La malattia di Wiskott-Aldrich è invece una rara malattia genetica caratterizzata da deficit immunitario, che si manifesta sin dall’infanzia con eczema, infezioni ricorrenti e recidivanti (otiti e infezioni di naso, gola, bronchi e polmoni) e disturbi della coagulazione (porpora, petecchie, ecchimosi, perdita di sangue dal naso, diarrea sanguinante). La sindrome è associata inoltre a un aumento del rischio di autoimmuni, linfomi e leucemie. Gli individui colpiti mostrano una marcata carenza di piastrine (piastrinopenia, spesso inferiore al valore di 50.000), che sono in genere più piccole del normale.
La malattia è causata da alterazioni nel gene WASP, codificante per una proteina probabilmente coinvolta nel funzionamento del citoscheletro (l’insieme delle strutture cellulari che danno forma e sostegno alla cellula). La sindrome si trasmette con modalità legata al cromosoma X (su cui è localizzato il gene WASP): la malattia è presente quasi esclusivamente nei maschi, mentre le femmine sono in genere portatrici sane. Una donna portatrice sana ha il 50 per cento di probabilità di trasmettere la malattia a ogni figlio maschio.
La diagnosi prenatale e la ricerca dei portatori costituiscono un aspetto importante del trattamento dei pazienti con WAS, e può essere effettuata con varie metodiche sulle cellule del liquido amniotico prelevato mediante amniocentesi o sulla biopsia dei villi coriali.
L’asportazione della milza (splenectomia) può migliorare il numero delle piastrine (e quindi ridurre il rischio emorragico), ma comporta il rischio di infezioni anche gravi; in alcuni casi può essere necessaria la trasfusione di piastrine o di globuli rossi. L’unica terapia risolutiva è rappresentata dal trapianto di midollo osseo.
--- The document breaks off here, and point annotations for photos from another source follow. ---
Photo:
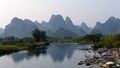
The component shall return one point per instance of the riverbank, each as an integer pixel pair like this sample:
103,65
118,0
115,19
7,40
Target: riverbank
102,60
8,49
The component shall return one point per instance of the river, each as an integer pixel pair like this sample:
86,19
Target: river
57,55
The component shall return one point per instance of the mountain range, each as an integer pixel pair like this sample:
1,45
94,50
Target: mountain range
110,27
58,27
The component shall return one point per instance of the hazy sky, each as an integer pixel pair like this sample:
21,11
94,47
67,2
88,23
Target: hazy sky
88,11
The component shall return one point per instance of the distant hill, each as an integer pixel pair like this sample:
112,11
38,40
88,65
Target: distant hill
58,27
111,26
55,27
19,28
85,28
64,33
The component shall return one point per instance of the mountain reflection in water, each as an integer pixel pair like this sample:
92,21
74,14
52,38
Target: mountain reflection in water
57,55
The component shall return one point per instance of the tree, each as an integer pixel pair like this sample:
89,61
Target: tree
39,35
94,38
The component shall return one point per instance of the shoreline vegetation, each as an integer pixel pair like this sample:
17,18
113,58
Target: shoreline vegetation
12,44
40,41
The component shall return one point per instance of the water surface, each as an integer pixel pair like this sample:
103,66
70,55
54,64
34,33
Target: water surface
57,55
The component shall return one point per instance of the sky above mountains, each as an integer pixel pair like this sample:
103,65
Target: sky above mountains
89,11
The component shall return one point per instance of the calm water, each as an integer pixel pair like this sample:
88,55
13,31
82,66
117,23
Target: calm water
58,55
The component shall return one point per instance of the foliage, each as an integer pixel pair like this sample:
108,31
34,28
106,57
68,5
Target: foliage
39,35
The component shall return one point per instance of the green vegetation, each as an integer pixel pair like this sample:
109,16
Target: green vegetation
39,35
11,44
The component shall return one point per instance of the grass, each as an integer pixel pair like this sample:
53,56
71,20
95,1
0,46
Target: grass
8,49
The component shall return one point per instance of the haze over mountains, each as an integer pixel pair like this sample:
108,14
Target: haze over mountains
58,27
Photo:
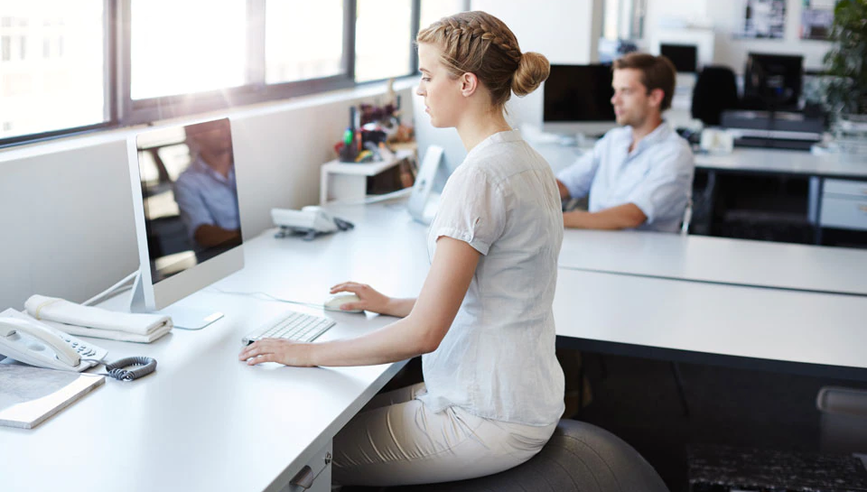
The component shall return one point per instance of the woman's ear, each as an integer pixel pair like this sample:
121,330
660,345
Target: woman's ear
469,84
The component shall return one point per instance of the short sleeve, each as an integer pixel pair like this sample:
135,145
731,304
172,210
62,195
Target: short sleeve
472,209
665,191
578,177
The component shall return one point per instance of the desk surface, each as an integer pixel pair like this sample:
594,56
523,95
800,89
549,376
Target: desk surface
204,420
770,324
765,161
717,260
777,161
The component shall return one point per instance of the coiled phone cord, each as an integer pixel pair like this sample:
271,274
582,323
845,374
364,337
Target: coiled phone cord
117,369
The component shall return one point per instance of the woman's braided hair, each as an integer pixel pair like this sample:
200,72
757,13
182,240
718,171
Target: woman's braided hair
480,43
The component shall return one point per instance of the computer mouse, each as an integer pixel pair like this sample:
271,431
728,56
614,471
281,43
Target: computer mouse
334,303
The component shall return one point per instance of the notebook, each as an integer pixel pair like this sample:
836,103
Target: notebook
30,395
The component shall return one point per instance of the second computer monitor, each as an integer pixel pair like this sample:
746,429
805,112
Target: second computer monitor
185,200
577,99
773,81
684,57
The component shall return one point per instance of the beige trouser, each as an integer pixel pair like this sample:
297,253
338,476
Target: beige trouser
396,440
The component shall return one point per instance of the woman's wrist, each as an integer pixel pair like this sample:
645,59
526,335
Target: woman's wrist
309,352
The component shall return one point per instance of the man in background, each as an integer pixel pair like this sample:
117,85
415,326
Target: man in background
206,192
638,176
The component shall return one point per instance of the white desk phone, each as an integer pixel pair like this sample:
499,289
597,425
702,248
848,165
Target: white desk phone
310,221
26,340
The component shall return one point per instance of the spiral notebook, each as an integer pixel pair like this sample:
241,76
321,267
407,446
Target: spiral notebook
30,395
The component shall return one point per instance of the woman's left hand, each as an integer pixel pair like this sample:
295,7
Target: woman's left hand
277,350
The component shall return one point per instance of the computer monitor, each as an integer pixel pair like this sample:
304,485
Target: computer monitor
773,82
683,56
185,201
577,99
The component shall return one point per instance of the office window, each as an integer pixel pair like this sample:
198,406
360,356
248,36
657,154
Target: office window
382,39
303,40
186,47
171,58
39,96
434,10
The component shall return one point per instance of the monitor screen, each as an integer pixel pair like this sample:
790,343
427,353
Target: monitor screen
189,195
773,81
683,56
578,93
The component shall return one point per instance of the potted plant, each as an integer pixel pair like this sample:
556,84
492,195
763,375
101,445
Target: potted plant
846,84
846,61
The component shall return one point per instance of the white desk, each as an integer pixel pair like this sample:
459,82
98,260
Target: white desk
717,260
204,420
740,160
777,161
713,319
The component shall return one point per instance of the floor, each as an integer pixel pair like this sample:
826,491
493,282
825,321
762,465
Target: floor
637,400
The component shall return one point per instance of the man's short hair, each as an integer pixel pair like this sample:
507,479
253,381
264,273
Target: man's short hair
657,72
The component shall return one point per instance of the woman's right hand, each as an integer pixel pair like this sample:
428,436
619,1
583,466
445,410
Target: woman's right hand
369,298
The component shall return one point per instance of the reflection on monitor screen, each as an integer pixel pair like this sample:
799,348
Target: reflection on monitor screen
773,81
577,98
187,215
190,195
684,57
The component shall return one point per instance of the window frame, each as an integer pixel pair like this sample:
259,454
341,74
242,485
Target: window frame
121,111
109,110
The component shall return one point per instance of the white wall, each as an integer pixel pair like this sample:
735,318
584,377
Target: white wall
563,30
66,220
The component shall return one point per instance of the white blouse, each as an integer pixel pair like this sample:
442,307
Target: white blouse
497,360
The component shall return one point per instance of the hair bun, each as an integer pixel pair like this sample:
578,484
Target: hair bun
533,69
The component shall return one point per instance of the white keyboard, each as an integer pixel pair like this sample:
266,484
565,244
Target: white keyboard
293,326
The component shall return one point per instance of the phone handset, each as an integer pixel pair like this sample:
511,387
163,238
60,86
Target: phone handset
31,349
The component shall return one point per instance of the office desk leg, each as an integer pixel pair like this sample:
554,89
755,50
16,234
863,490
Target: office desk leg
316,475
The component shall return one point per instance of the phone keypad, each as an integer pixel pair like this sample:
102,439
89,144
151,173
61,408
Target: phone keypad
82,349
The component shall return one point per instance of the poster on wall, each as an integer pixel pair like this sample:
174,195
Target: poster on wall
816,18
764,19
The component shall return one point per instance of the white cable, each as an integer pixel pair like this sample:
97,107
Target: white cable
260,293
110,290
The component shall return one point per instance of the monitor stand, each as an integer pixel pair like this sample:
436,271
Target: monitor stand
182,318
190,319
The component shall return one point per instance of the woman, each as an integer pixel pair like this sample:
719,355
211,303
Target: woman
493,391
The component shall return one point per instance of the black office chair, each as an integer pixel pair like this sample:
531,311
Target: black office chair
714,92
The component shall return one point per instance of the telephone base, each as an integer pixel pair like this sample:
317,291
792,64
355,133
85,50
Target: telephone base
308,234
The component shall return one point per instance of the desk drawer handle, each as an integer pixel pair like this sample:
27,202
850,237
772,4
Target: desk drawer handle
306,477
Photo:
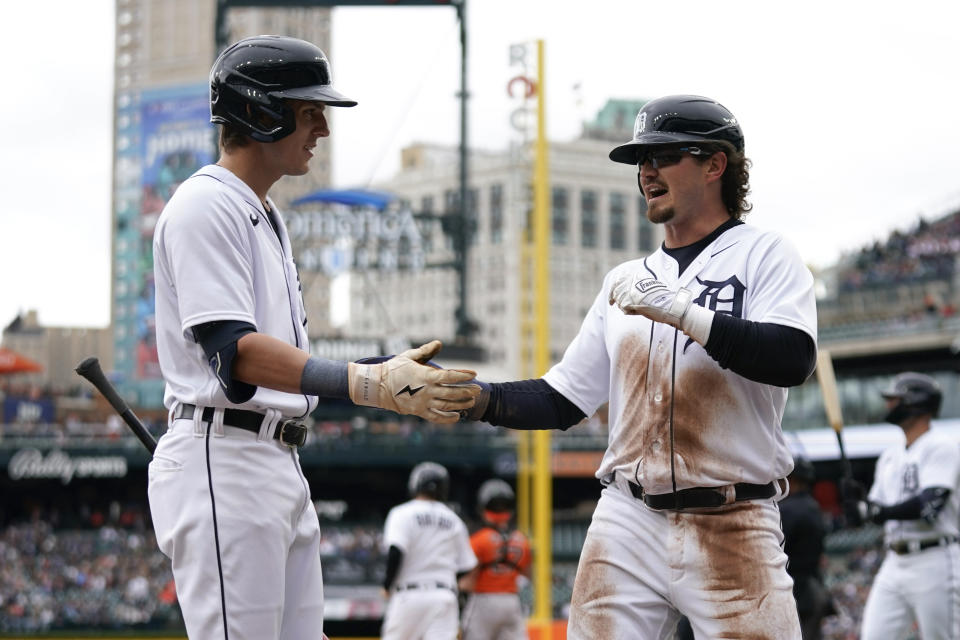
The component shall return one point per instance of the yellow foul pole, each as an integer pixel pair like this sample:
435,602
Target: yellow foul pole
542,472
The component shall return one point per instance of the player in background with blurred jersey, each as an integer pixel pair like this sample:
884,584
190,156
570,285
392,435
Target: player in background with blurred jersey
428,552
493,610
804,532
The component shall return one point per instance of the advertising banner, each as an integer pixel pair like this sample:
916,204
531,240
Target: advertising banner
176,139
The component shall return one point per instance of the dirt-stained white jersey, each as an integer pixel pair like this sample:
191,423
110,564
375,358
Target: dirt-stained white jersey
666,393
217,257
433,539
932,460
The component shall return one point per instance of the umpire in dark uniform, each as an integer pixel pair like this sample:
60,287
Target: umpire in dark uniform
803,532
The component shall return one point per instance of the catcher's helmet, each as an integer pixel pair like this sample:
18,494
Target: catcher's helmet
429,479
495,495
681,118
251,79
918,394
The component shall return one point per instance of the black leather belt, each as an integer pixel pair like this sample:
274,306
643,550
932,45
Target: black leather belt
424,585
904,547
289,432
702,497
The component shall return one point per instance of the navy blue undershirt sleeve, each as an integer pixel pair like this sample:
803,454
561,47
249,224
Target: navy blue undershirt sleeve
218,340
762,351
394,558
926,505
530,404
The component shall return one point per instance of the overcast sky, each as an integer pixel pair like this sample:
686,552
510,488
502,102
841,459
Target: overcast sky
849,111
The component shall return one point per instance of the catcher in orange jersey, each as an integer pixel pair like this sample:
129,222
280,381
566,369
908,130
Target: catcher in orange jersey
493,608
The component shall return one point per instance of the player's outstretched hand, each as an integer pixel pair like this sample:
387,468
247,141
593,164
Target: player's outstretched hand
639,294
405,384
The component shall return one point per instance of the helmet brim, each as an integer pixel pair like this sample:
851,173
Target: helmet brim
318,93
629,152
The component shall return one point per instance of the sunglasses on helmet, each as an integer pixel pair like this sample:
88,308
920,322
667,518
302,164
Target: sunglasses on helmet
660,158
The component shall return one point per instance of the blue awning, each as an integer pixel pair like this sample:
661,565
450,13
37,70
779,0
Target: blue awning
350,197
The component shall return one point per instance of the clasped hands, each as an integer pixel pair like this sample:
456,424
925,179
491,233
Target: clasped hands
406,384
640,294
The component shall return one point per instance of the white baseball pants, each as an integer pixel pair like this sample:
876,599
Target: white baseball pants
724,568
234,515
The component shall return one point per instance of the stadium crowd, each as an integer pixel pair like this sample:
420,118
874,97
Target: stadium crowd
924,253
106,573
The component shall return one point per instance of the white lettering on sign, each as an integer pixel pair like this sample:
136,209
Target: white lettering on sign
31,463
335,239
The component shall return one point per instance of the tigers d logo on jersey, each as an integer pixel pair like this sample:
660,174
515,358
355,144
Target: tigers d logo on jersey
721,296
639,124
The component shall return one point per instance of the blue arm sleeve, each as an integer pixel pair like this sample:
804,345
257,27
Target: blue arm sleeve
219,343
394,558
762,351
926,505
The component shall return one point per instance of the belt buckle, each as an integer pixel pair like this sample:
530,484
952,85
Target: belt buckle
728,493
292,433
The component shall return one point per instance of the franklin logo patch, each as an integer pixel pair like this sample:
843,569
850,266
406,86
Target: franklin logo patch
640,124
648,284
408,390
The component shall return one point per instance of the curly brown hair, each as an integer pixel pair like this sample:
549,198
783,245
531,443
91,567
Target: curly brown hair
735,184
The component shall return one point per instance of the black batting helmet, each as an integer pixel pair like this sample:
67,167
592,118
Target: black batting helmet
496,495
429,479
251,79
680,118
918,394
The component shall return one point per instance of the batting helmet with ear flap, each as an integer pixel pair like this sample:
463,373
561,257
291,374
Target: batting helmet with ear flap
918,394
252,78
495,495
678,119
429,479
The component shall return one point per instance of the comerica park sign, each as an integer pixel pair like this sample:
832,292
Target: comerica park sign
335,239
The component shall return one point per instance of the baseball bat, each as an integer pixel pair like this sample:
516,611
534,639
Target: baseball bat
90,369
831,402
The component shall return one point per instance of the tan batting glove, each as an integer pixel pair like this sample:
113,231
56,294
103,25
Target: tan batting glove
404,385
639,294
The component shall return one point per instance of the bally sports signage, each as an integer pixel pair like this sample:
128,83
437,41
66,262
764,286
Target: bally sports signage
28,464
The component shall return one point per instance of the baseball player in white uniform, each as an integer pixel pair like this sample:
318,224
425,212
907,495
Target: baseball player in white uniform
428,551
914,495
693,347
230,504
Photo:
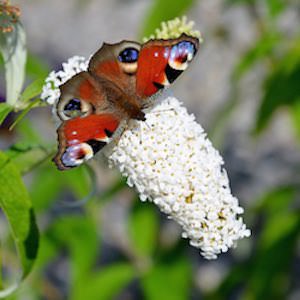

Il nuovo protocollo terapeutico Telethon, che coinvolge un team di 70 ricercatori coordinati dal dott. Alessandro Aiuti, figlio di Ferdinando, revede il prelievo delle cellule staminali dal midollo osseo dei pazienti, la loro correzione in laboratorio tramite l’introduzione del vettore (il virus dell’Hiv) contenente il gene terapeutico e infine la reintroduzione nell’organismo.
Dopo questi due imprtanti risultati occorerrà ora trovare un partener che possa produrre i due rimedi.
In effetti per lo sviluppo e la produzione c`è bisogno di un`azienda. Salutata 20 anni fa come una svolta, la strada verso la terapia genica si è rivelata più impervia del previsto, caratterizzata da alcune vittorie ma anche da molte frustrazioni fra cui la mancanza di fondi.
Comunque gli studi continuano ed il prossimo grande obiettivo è la talassemia, con le prime sperimentazioni cliniche che potrebbero partire entro due anni.